Thursday, August 23, 2018

Lessons from Table Tennis - Watch the Ball On to the Bat

Table tennis is one of those things that I knew you would get better as you play more and more. The movement of the bat, the forehand, the backhand - they all get better as we practice more. There was a time when I used to practice with the big boys at LB stadium but then I became more of class champion etc and slowly faded off. At school Sanjay Gabriel and I would sneak in before school and after, by devising a way to keep the window ajar, and play for hours on end. We really enjoyed those games, just the two of us. Then off to paani puri at Stanley, which he ate with great relish while I stood a healthy distance away. The game was in its best shape then.

Don't Let the Opponent Get a Foot in the Door
My award-winning moment came when I won the TT championship on board the ship Nacowrie in 1986 when we sailed to Port Blair for a vacation with Ali, who lived there. Subbu, who is always a tough contender, was the other finalist and I had mentally given up. Then I realised Subbu was not playing his usual game - he kind of expected to win easily I suppose. A couple of loose points, an increased confidence for me, a decreased confidence for him and I won. Never let the opponent into the game I realised.

Never Give Up When Down
One more award-winning moment was when I won the doubles against a tough Electronics team in the Inter-faculty final - Meherji and Subbu played the singles and lost both the straight games. We won the doubles (who did I play with?) and then Meherji won a grand reverse game and then Subbu beat the champ in a fantastic game and we won. Woohoo!
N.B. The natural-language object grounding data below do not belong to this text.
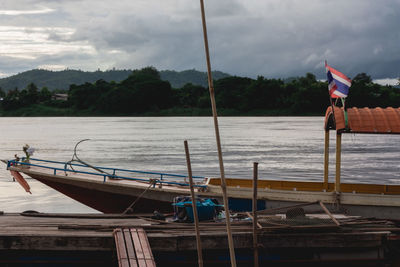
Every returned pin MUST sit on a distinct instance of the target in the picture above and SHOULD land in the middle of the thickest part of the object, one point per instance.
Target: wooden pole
(326, 160)
(255, 242)
(194, 206)
(329, 213)
(338, 159)
(221, 163)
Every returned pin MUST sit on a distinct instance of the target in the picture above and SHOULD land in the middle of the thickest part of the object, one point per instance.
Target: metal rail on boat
(162, 178)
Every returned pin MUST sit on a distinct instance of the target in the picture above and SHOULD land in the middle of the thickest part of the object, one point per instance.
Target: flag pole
(221, 163)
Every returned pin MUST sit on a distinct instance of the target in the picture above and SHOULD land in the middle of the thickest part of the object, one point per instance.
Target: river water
(285, 147)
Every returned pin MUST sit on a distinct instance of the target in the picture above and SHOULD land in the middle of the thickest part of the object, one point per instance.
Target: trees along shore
(143, 93)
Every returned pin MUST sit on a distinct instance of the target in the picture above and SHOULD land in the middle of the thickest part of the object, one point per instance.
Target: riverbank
(40, 110)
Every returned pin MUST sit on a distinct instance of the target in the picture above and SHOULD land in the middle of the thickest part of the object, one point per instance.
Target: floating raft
(89, 240)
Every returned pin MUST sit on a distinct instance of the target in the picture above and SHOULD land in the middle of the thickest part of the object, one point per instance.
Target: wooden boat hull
(115, 196)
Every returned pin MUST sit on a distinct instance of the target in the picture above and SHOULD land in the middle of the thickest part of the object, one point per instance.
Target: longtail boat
(112, 190)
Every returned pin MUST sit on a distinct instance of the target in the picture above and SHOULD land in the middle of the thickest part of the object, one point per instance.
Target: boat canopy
(364, 120)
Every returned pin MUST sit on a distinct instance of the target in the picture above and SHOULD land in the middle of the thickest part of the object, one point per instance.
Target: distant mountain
(63, 79)
(180, 78)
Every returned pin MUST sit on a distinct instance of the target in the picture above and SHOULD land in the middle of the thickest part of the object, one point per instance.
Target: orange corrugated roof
(364, 120)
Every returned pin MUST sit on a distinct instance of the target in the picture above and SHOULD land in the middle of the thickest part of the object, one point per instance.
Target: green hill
(63, 79)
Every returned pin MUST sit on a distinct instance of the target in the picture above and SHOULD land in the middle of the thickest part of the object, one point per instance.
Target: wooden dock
(88, 240)
(133, 248)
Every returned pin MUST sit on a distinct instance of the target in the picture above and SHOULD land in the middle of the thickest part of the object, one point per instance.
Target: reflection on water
(285, 147)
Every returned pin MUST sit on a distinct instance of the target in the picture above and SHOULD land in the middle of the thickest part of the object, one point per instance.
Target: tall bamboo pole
(326, 160)
(255, 242)
(194, 206)
(221, 163)
(338, 160)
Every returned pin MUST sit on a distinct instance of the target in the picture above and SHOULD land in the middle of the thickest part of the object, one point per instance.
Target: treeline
(145, 93)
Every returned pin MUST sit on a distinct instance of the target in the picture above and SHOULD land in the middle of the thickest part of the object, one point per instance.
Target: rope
(130, 208)
(77, 159)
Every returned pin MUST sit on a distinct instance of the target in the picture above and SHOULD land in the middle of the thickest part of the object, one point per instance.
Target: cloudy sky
(273, 38)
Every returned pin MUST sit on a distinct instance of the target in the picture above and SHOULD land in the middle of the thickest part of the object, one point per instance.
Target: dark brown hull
(108, 202)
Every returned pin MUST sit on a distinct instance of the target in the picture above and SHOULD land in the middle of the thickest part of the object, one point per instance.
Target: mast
(217, 136)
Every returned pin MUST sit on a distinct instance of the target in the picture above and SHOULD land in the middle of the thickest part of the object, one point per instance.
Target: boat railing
(111, 173)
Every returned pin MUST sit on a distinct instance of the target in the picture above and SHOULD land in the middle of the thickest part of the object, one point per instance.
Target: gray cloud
(247, 37)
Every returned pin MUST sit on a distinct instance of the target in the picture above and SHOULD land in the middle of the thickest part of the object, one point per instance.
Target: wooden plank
(130, 248)
(148, 254)
(138, 247)
(329, 214)
(121, 250)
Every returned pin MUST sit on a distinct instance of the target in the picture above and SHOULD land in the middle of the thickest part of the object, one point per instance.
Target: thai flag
(338, 83)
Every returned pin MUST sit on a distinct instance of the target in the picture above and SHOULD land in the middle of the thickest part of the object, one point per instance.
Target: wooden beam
(255, 242)
(329, 213)
(326, 160)
(338, 160)
(218, 140)
(194, 206)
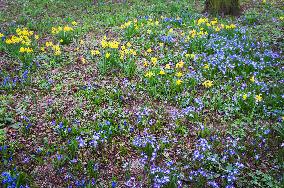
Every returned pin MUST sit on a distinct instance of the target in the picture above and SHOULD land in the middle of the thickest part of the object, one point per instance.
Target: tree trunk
(224, 7)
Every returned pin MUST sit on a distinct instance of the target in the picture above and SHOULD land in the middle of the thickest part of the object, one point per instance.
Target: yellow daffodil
(47, 44)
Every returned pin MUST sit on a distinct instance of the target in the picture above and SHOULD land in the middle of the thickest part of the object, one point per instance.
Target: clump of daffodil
(207, 83)
(258, 98)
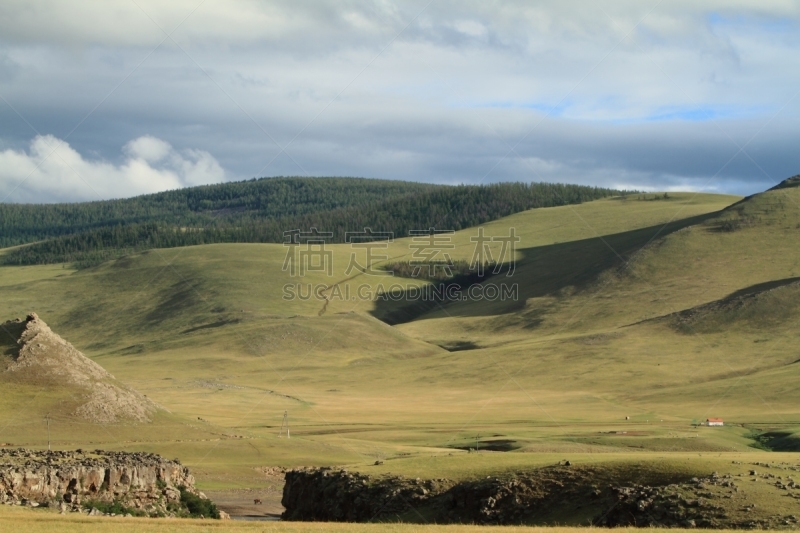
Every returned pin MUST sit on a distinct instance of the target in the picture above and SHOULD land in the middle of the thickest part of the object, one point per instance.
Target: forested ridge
(261, 211)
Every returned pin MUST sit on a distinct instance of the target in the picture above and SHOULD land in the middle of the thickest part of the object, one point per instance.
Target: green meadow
(635, 319)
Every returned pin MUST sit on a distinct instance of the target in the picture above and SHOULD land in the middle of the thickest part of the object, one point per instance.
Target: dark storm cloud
(634, 94)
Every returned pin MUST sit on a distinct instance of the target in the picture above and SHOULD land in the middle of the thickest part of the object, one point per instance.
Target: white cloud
(428, 91)
(51, 170)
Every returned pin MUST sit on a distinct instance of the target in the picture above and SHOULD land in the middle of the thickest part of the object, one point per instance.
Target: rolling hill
(661, 310)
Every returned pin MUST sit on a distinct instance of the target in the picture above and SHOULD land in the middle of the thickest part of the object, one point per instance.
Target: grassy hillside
(655, 310)
(261, 211)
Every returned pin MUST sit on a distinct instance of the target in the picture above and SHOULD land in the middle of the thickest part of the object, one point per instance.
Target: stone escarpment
(560, 494)
(141, 483)
(35, 354)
You Will Lose Skill if You Play With Lesser Players
Over the years, however, I made many changes to the original game because I started playing with non-players. I'd twist shots and find angles and slowly but surely lost the original game. I developed a new style though which was good enough to beat players at this level.
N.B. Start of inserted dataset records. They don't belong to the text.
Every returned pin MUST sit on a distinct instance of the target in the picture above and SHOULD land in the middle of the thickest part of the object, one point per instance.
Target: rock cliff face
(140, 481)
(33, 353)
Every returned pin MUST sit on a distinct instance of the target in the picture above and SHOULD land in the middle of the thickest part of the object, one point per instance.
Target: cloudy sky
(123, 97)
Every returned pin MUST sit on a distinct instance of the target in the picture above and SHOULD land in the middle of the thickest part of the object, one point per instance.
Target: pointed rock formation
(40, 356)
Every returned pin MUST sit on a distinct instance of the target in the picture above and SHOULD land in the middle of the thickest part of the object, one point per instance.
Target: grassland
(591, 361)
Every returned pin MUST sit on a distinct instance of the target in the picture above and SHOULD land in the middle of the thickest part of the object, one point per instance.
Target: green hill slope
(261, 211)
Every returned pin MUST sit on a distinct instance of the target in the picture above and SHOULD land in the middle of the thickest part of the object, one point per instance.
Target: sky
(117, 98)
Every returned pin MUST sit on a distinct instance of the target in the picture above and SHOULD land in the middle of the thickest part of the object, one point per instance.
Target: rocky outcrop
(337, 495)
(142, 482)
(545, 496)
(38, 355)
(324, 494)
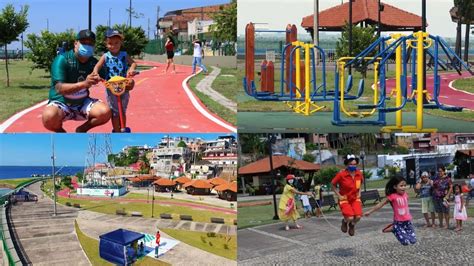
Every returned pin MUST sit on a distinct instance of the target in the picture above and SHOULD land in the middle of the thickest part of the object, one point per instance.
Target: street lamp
(90, 14)
(152, 201)
(271, 140)
(362, 157)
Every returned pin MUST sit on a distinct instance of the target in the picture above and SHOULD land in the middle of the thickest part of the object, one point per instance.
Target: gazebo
(180, 181)
(227, 191)
(258, 174)
(364, 12)
(198, 187)
(164, 185)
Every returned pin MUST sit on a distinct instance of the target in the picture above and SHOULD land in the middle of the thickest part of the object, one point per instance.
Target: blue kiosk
(119, 246)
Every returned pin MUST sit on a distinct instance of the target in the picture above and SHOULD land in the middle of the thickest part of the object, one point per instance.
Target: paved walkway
(205, 86)
(64, 193)
(205, 199)
(95, 218)
(95, 224)
(158, 103)
(322, 242)
(47, 240)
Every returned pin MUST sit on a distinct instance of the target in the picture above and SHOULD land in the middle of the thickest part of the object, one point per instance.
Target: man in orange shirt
(158, 236)
(349, 181)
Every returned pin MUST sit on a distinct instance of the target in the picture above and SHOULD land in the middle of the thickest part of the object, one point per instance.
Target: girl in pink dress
(459, 207)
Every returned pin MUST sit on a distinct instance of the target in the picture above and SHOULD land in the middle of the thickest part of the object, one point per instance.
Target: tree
(134, 39)
(44, 47)
(11, 26)
(361, 39)
(182, 144)
(225, 27)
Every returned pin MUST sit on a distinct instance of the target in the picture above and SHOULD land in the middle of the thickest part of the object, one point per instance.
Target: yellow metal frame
(341, 63)
(304, 106)
(419, 93)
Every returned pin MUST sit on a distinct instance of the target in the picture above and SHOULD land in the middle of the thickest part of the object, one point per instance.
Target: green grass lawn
(111, 206)
(91, 248)
(216, 108)
(27, 87)
(13, 183)
(227, 84)
(466, 84)
(219, 244)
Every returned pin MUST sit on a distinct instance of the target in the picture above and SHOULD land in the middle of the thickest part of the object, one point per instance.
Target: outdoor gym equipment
(117, 86)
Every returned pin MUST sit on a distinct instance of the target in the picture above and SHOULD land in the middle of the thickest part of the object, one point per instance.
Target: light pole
(153, 201)
(109, 17)
(316, 27)
(53, 174)
(90, 14)
(350, 33)
(362, 157)
(271, 140)
(130, 13)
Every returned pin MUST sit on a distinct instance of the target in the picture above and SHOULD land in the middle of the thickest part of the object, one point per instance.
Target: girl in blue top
(116, 63)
Watch the Ball On to the Bat
One important lesson I heard which held good for all and bat games was this advise Bapat (of IDBI fame) was giving to another player. 'Watch Hari,' he said. 'He is so good because he watches the ball comes on to the bat.'. I never realised that. After the game, I asked him what he meant. Bapat, who was a very good cricketer with excellent knowledge of the game, told me that he had learned during a stint with Frank Tyson that the key to ball and bat games was to watch the ball on to the bat as closely as one could. I was thrilled to hear that. I tried to implement that at cricket and realised it worked very well. In fact its the only difference between a good player and an ordinary one.

Remember the Principles and Self-Coach Yourself Back into Form
Anyway, the other day while playing TT with Anjali, Shobhs and Rajesh at Bangalore, I tried a couple of smashes and they did not land. I wondered what happened to my game of yore and thought about what I could do to correct that. I remembered Bapat's advise and for the next couple of balls, I watched the ball on to the bat. Voila!
The forehand and backhand were back. Suddenly I was closer to the ball, the posture was better and the result right.

Thank the Gurus
Thanks Bapat. Might be a good time to reach out to him - a guru. Now to see where I need to watch the ball on to the bat to get the desired result.